Also Known For : Civil Rights Activist, Women's Rights Activist, Nurse
Birth Place : Dorchester, Massachusetts, United States of America
Died On : January 4, 1926
Zodiac Sign : Taurus
Mary Mahoney Biography, Life, Interesting Facts
Mary Eliza Mahoney was born on May 7, 1845, in Dorchester, Massachusetts, United States of America. Both her parents, Charles and Mary Jane Stewart Mahoney, were freed, slaves.
They moved to Boston from their original residence in North Carolina before the Civil War to protect themselves from persecution on racial grounds. Eldest of two children of her parents, she grew up in Boston.
With time, Mahoney developed a passion for the profession of nursing. She attended the Phillips School in Boston from the age of ten and studied there from first to fourth grade. Phillips School is one of the first integrated schools in Boston and is also a valued place of learning for its high standard. Mahoney learned the value of morality and humanity from the teachings of the Phillips School along with the regular subjects of English, Arithmetic, and History, etc.
The lessons she learned from her Alma Mater influenced her early inclination to the field of nursing. Besides, the horrific spectacle of the wounded soldiers during the Civil War also had a deep impact on her to pursue nursing as a career option.
Mary Eliza Mahoney began working at the New England Hospital for Women and Children, Boston, at the age of eighteen. In her initial days, she worked in the hospital as a combined hand. Her works involved cooking, washing, assisting a nurse, and every other type of menial jobs. This went on for fifteen years. Thereafter, in 1878, at the age of 33, she received an opportunity to join a 16-month nursing program offered by the hospital.
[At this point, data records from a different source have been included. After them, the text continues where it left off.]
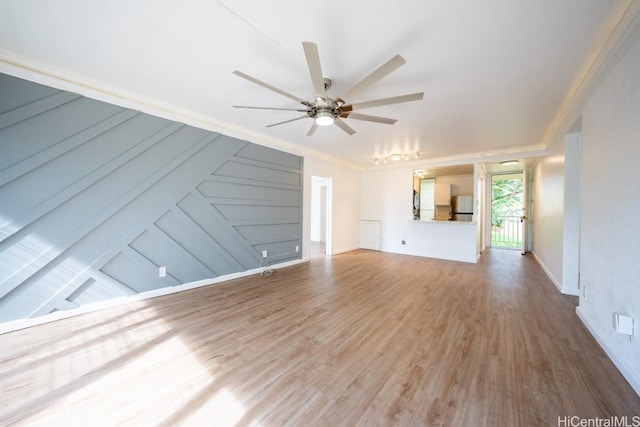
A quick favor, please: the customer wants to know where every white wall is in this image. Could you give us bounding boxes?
[309,177,326,242]
[562,132,582,295]
[302,156,360,259]
[578,32,640,394]
[360,165,477,262]
[530,140,565,290]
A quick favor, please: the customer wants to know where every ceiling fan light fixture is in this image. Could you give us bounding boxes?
[316,110,333,126]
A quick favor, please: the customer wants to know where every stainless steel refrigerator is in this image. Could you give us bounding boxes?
[451,196,473,221]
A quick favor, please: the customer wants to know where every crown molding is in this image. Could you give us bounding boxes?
[0,50,363,171]
[544,0,640,149]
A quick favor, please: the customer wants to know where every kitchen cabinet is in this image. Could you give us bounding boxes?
[434,183,451,206]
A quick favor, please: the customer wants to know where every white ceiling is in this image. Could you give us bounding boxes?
[0,0,631,167]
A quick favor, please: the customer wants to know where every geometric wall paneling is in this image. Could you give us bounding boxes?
[0,74,302,321]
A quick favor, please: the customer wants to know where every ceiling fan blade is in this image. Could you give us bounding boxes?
[233,70,311,106]
[340,113,398,125]
[307,120,318,136]
[340,92,424,112]
[233,105,307,113]
[267,114,309,128]
[333,119,356,135]
[302,42,327,98]
[338,55,407,100]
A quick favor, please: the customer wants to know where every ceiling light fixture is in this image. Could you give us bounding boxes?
[372,150,420,165]
[316,109,333,126]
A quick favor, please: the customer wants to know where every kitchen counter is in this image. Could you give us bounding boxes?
[408,220,478,263]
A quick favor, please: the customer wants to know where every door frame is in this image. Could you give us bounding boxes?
[484,167,529,255]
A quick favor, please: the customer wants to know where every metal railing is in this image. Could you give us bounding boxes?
[491,215,522,248]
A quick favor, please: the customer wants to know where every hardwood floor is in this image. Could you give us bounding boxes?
[0,250,640,426]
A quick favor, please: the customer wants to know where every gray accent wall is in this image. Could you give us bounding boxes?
[0,74,302,322]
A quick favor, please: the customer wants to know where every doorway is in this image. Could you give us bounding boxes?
[309,175,331,258]
[490,172,526,253]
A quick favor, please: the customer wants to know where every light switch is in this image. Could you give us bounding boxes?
[613,313,633,335]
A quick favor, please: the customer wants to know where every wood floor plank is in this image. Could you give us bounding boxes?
[0,250,640,426]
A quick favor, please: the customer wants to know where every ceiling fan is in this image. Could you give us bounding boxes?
[233,42,424,136]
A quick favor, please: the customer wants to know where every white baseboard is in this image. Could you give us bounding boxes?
[576,306,640,396]
[330,246,360,255]
[0,258,309,334]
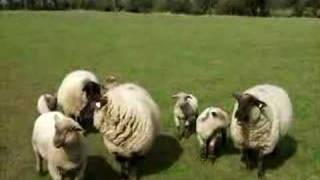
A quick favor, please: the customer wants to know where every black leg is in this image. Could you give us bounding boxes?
[116,156,129,179]
[221,129,227,146]
[258,152,265,179]
[200,145,207,160]
[208,139,217,163]
[241,149,253,169]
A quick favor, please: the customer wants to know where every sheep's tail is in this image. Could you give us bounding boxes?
[37,94,57,114]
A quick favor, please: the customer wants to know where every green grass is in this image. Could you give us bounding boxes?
[0,11,320,180]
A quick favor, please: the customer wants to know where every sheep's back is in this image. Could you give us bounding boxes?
[32,112,63,159]
[244,84,293,136]
[100,84,160,156]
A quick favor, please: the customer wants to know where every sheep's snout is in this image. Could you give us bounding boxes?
[53,136,65,148]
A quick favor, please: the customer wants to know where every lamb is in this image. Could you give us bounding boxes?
[196,107,230,161]
[94,83,160,179]
[37,94,57,114]
[172,92,199,139]
[230,84,293,177]
[31,111,87,180]
[57,70,101,130]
Gleefully grabbing the golden opportunity, Mahoney completed the training and graduated as a registered nurse in 1879. In the process, she also became the first African-American to be a registered nurse after due completion of the nurse’s training program. She was among the four deserving trainees who could complete the training out of the 42 originally enrolled for the grueling program.
Mahoney’s nursing career spread across the next 40 years earned her a distinguished reputation. Working as a private care nurse, she took care of mostly the new mothers and new-borns belonging to the white, affluent families. With occasional travel to other states, her nursing career mainly remained confined inside the state of New Jersey. Her untiring efforts and professionalism, coupled with unmatched skill and preparedness, made her a name to reckon with in the professional nursing circuit.
Throughout her distinguished career, she set very high nursing standards for herself. This changed the mindset of the people in general towards the nursing profession. She strived hard to remove racial discrimination in her field of work and became successful in her efforts as well.
In 1911, she became the director of the Howard Colored Orphan Asylum for Black children situated in Kings Park, Long Island, New York. Thereafter, she served the post until 1912. Mahoney was one of the first Black members of the American Nurses Association. She was also a member of the newly founded National Association of Colored Graduate Nurses.
Awards And Recognitions
Mary Eliza Mahoney was inducted into the ANA’s Nursing Hall of Fame in 1976.
In 1993, she also received induction into the National Women’s Hall of Fame.
In 1936, the National Association of Colored Graduate Nurses established the Mary Mahoney Award in recognition of her contribution to the field of nursing irrespective of any racial discrimination.
Mary Eliza Mahoney had a speculated brief romantic affair with an unknown doctor during her early twenties. The engagement did not last long and left an indelible emotional scar on Mahoney’s mind. She never married and spent the rest of her life catering to the needs of her patients. She was also a strong advocate for women’s equality and spoke vociferously for their rights.
The ratification of the 19th amendment granting women’s suffrage took place on August 26, 1920. She was among the first women to register her vote in Boston following the ratification.
In 1923, she was diagnosed with breast cancer. On January 4, 1926, Mary Eliza Mahoney passed away after battling cancer for three years. Her mortal remains were buried in Woodlawn Cemetery in Everett, Massachusetts.